While this has been a reasonably simple project I learnt a lot about how Ajax is structured compared to JavaScript and it extended my knowledge enough that I had a bit more confidence going into the big job at work. A lot of what I learnt was able to be applied at work straight away and helped me be able to concentrate on my tasks instead of having to learn basics during work hours.

The script is publically available so if you would like to use it or even just see what it does you can take a look.


Saturday, February 2, 2013

Making Jam

Our satsuma plum had a fantastic little crop this year and with more plums than we can eat it was a great time to experiment with my first attempt at jam making.

I don't have a jam recipe book yet so I turned to the internet and found a fairly simple recipe with a ratio for ingredients from the Canning USA website. I decided to use this recipe without adding pectin as I read that plums have a naturally high pectin content.

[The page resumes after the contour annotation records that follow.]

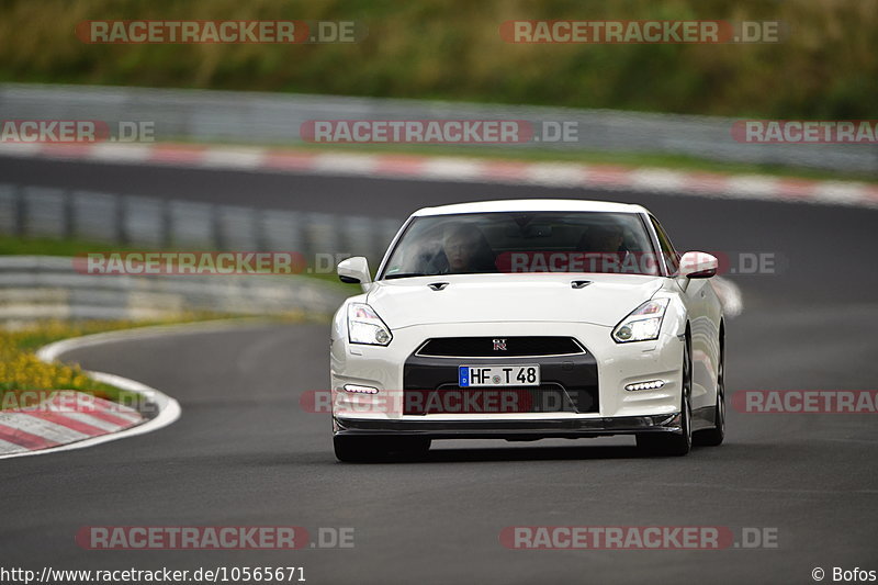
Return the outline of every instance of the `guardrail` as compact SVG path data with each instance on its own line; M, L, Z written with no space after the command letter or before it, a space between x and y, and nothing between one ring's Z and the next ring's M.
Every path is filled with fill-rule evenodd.
M351 255L378 266L397 229L396 220L0 183L0 234L19 237L143 250L297 252L311 270L328 272ZM345 296L339 286L296 275L94 275L76 272L70 258L0 256L3 320L327 314Z
M294 144L309 120L527 120L576 123L578 140L505 145L656 153L722 161L878 173L878 148L832 144L742 144L734 119L416 100L89 86L0 85L0 112L16 120L154 122L156 139ZM496 147L496 146L495 146ZM470 148L479 148L471 146Z
M365 256L378 266L397 220L251 209L0 183L0 234L148 249ZM318 256L325 255L325 256Z
M82 274L71 258L0 256L0 322L335 312L345 290L305 277Z

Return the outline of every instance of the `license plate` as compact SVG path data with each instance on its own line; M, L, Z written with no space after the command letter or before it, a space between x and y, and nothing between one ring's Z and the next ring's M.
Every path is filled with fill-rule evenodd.
M458 385L473 386L539 386L539 364L527 365L461 365Z

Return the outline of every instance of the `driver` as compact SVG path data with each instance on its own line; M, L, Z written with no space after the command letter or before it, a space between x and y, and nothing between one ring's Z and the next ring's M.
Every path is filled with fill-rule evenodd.
M494 272L494 254L484 234L466 224L454 224L442 234L442 251L449 273Z

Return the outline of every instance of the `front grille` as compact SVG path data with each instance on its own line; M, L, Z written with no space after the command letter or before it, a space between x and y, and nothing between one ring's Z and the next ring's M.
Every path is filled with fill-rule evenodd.
M585 349L572 337L438 337L428 339L415 352L416 356L437 358L515 358L577 353L585 353Z

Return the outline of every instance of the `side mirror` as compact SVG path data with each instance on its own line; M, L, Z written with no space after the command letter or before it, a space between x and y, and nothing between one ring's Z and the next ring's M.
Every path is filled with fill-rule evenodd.
M369 261L362 256L347 258L338 263L338 278L348 284L361 284L367 290L372 282L369 274Z
M687 251L679 259L679 275L688 279L709 279L717 274L719 260L702 251Z

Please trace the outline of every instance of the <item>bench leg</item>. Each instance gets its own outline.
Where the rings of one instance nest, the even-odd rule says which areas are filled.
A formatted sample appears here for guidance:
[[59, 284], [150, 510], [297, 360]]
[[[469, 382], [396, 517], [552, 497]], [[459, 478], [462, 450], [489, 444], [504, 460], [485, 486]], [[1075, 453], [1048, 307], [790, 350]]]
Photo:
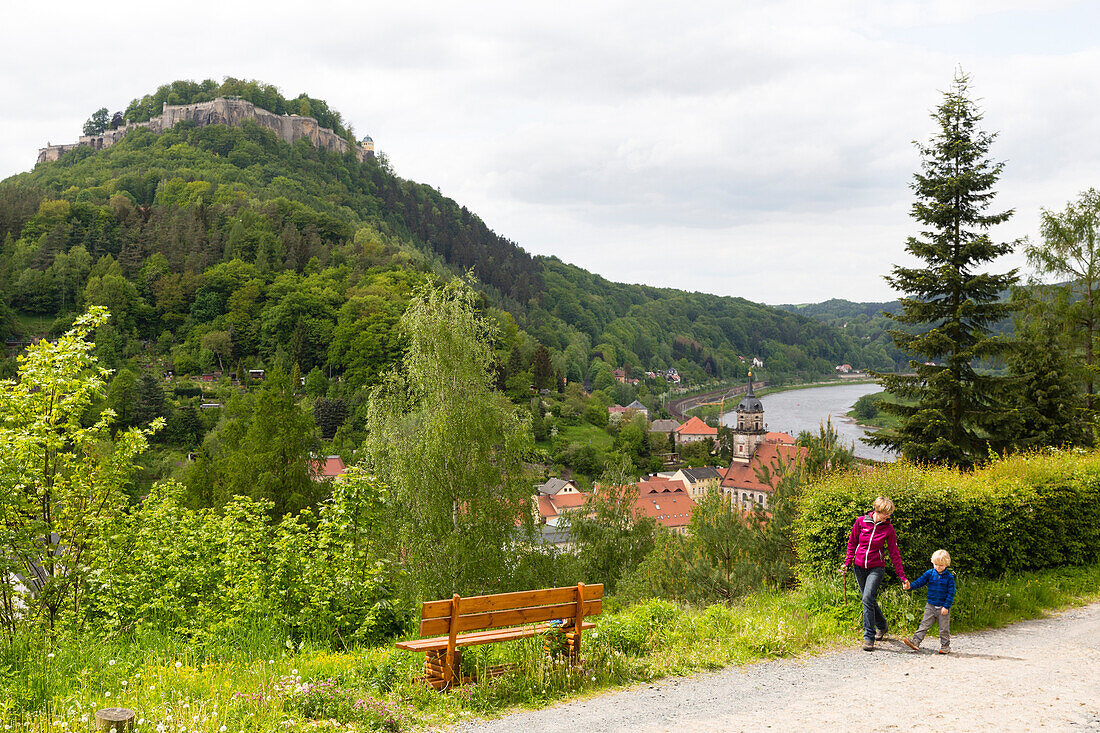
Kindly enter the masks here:
[[424, 676], [426, 681], [437, 690], [444, 687], [458, 687], [462, 677], [462, 649], [454, 650], [454, 669], [447, 674], [447, 649], [426, 652], [424, 657]]

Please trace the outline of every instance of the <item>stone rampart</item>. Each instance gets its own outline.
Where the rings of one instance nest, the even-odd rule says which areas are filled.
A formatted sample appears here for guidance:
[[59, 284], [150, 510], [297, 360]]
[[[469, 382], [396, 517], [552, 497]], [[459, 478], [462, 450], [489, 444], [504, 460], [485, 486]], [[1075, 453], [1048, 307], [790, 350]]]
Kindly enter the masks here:
[[317, 120], [301, 114], [275, 114], [256, 107], [244, 99], [228, 99], [218, 97], [207, 102], [194, 105], [165, 105], [160, 114], [148, 122], [128, 122], [116, 130], [106, 130], [98, 135], [80, 135], [77, 143], [66, 145], [47, 145], [38, 149], [38, 163], [56, 161], [64, 153], [88, 145], [95, 150], [110, 147], [122, 140], [128, 132], [138, 128], [146, 128], [160, 134], [170, 130], [179, 122], [190, 121], [198, 127], [208, 124], [227, 124], [240, 127], [245, 120], [252, 120], [262, 128], [273, 131], [283, 142], [292, 143], [300, 138], [308, 138], [317, 147], [323, 147], [339, 153], [352, 150], [360, 161], [369, 156], [360, 145], [353, 145], [328, 128], [322, 128]]

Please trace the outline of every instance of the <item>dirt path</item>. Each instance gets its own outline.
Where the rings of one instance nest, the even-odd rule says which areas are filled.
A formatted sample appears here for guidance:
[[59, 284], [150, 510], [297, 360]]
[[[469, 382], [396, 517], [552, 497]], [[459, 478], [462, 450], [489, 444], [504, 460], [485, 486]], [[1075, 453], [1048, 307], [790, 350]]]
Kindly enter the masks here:
[[[933, 628], [933, 632], [935, 628]], [[459, 731], [1100, 731], [1100, 603], [996, 631], [897, 638], [609, 692]]]

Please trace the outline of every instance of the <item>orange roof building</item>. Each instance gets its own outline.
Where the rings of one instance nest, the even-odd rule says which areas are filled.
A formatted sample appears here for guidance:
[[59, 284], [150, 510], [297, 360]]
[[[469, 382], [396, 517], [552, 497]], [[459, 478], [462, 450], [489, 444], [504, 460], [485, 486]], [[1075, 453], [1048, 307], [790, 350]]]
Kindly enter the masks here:
[[[660, 478], [660, 477], [658, 477]], [[646, 489], [642, 484], [648, 484]], [[637, 517], [648, 516], [657, 524], [678, 534], [688, 534], [695, 502], [684, 491], [680, 481], [639, 481], [638, 499], [634, 513]]]
[[700, 440], [714, 440], [718, 437], [718, 428], [711, 427], [698, 415], [692, 415], [691, 419], [673, 430], [676, 435], [676, 442], [698, 442]]
[[339, 456], [326, 456], [309, 461], [309, 475], [314, 481], [334, 481], [346, 472], [348, 467]]

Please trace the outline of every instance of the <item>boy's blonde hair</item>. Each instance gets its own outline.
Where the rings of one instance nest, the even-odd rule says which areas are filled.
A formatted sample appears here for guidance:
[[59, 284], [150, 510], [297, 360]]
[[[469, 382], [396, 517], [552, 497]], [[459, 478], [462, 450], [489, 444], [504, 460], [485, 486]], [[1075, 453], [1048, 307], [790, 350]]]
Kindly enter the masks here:
[[886, 496], [879, 496], [875, 500], [872, 508], [879, 514], [890, 515], [893, 514], [893, 502]]

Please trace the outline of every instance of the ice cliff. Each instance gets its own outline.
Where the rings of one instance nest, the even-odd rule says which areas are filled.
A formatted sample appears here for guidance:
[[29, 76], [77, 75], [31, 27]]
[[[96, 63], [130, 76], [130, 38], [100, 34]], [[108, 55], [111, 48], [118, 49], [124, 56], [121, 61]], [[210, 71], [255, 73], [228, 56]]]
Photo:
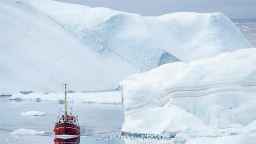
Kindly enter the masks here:
[[0, 2], [0, 95], [114, 89], [166, 63], [251, 45], [219, 13], [143, 17], [51, 0]]
[[[247, 125], [256, 120], [255, 55], [256, 48], [244, 49], [130, 76], [120, 84], [125, 117], [122, 131], [206, 136], [211, 135], [210, 130]], [[234, 134], [214, 133], [207, 136]]]

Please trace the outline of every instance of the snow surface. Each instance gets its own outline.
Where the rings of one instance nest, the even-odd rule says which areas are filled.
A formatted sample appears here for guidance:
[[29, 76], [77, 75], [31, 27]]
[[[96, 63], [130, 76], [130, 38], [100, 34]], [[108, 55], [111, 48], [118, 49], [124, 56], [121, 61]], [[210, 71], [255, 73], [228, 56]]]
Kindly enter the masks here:
[[0, 95], [61, 91], [65, 81], [114, 89], [163, 64], [252, 47], [219, 13], [143, 17], [48, 0], [1, 1], [0, 9]]
[[26, 113], [22, 112], [19, 114], [22, 116], [44, 116], [46, 114], [44, 112], [38, 112], [37, 111], [29, 111]]
[[12, 135], [40, 135], [45, 133], [44, 131], [36, 131], [33, 130], [28, 130], [25, 129], [20, 129], [18, 130], [11, 132]]
[[[243, 130], [256, 120], [255, 55], [255, 48], [242, 49], [188, 64], [166, 64], [129, 77], [120, 84], [125, 114], [121, 131], [216, 137]], [[174, 105], [181, 110], [171, 110]], [[188, 128], [175, 127], [179, 123]], [[253, 127], [237, 133], [256, 130]], [[231, 129], [216, 130], [220, 128]]]
[[[45, 94], [32, 93], [23, 94], [20, 93], [13, 94], [10, 99], [23, 100], [59, 101], [64, 100], [64, 93], [51, 93]], [[121, 104], [121, 91], [111, 91], [101, 93], [81, 92], [67, 93], [67, 100], [69, 102], [113, 104]]]

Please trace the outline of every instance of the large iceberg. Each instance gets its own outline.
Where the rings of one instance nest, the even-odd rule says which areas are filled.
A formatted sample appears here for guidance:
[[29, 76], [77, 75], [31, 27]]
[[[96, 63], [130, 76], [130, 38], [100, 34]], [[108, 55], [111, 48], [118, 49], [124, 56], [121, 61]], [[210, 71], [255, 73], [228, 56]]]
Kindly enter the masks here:
[[115, 89], [163, 64], [252, 46], [219, 13], [143, 17], [48, 0], [0, 9], [0, 95], [61, 91], [65, 81], [77, 91]]
[[[247, 125], [256, 120], [255, 55], [256, 48], [244, 49], [130, 76], [120, 84], [125, 114], [122, 131], [169, 136], [185, 131], [203, 136], [211, 129]], [[172, 110], [174, 105], [183, 111]], [[189, 130], [176, 126], [177, 121]], [[214, 132], [212, 136], [221, 135]]]

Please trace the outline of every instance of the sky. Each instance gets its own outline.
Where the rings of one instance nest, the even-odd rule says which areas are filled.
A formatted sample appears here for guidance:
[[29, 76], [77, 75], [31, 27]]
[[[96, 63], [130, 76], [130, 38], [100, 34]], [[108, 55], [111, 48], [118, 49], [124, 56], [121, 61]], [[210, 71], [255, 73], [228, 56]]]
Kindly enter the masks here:
[[221, 12], [230, 18], [256, 18], [256, 0], [55, 0], [159, 16], [179, 12]]

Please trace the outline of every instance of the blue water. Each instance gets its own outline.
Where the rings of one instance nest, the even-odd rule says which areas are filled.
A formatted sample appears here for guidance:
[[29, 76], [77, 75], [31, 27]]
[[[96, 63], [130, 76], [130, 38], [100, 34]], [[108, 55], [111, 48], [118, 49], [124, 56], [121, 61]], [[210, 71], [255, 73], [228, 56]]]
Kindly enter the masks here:
[[256, 19], [237, 19], [231, 20], [249, 42], [256, 47]]
[[[0, 143], [53, 143], [53, 131], [60, 104], [57, 102], [15, 101], [9, 96], [0, 96]], [[121, 135], [123, 120], [122, 106], [110, 104], [74, 103], [73, 114], [78, 116], [81, 129], [80, 143], [124, 143], [123, 139], [94, 140], [99, 134], [106, 137]], [[22, 116], [30, 111], [46, 113], [44, 116]], [[14, 136], [10, 134], [20, 128], [44, 131], [45, 134]]]

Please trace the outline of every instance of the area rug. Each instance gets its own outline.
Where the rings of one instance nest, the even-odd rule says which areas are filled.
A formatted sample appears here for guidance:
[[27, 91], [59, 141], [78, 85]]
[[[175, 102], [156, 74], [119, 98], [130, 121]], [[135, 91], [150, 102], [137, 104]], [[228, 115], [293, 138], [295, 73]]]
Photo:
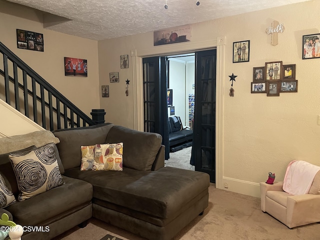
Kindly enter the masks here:
[[122, 239], [107, 234], [100, 240], [122, 240]]

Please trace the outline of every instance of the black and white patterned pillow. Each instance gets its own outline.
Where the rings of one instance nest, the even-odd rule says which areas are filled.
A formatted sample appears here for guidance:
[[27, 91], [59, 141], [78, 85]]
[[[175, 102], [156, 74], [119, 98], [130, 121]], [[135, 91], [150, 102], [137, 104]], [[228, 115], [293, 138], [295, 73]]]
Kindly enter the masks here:
[[22, 202], [64, 184], [58, 166], [54, 144], [47, 144], [31, 152], [9, 155]]
[[0, 208], [4, 208], [16, 202], [12, 192], [6, 185], [4, 178], [0, 174]]

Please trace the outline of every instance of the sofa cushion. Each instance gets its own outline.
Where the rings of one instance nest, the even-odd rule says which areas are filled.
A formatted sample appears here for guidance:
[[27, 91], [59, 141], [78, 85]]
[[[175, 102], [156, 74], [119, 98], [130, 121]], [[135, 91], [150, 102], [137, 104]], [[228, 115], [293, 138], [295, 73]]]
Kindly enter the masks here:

Of course with any first try... I promptly did it wrong! But the jam still worked out really well and is sweet and delicious to our taste. If I had followed the recipe better perhaps it would have been overly sweet??

2lb of plums makes about this much jam

I used 2lb of pitted plums, 2 cups of sugar, 4tbsp water and 2tbsp lemon juice. I followed the rest of the instructions reasonably well, heating to the right temperatures using my new candy thermometer and I tried to check the liquid for a "thick syrup" but then decided I didn't really know what I was looking at and it tasted good so I would bottle it and see.

It was quite fun watching the stewed fruit jam go into the bottles and putting the seals on then watching the plastic tighten up as the jam cooled.

Second batch I used the same amount of sugar but included a 50g packet of "Jam Setta". I also cut each halved plum into 3 instead of leaving them as halves. This made a slightly thicker jam which was a little easier to spread but still had the same great flavour.

You get about the same amount of jam as you have fruit. So 2lb of fruit made a little under 1kg of jam. I like the size of used 190g pesto jars best for bottling the jam.

Of course the best way to sample freshly made jam is with freshly made scones!

Homemade scones and jam... time to buy a cow and make my own cream?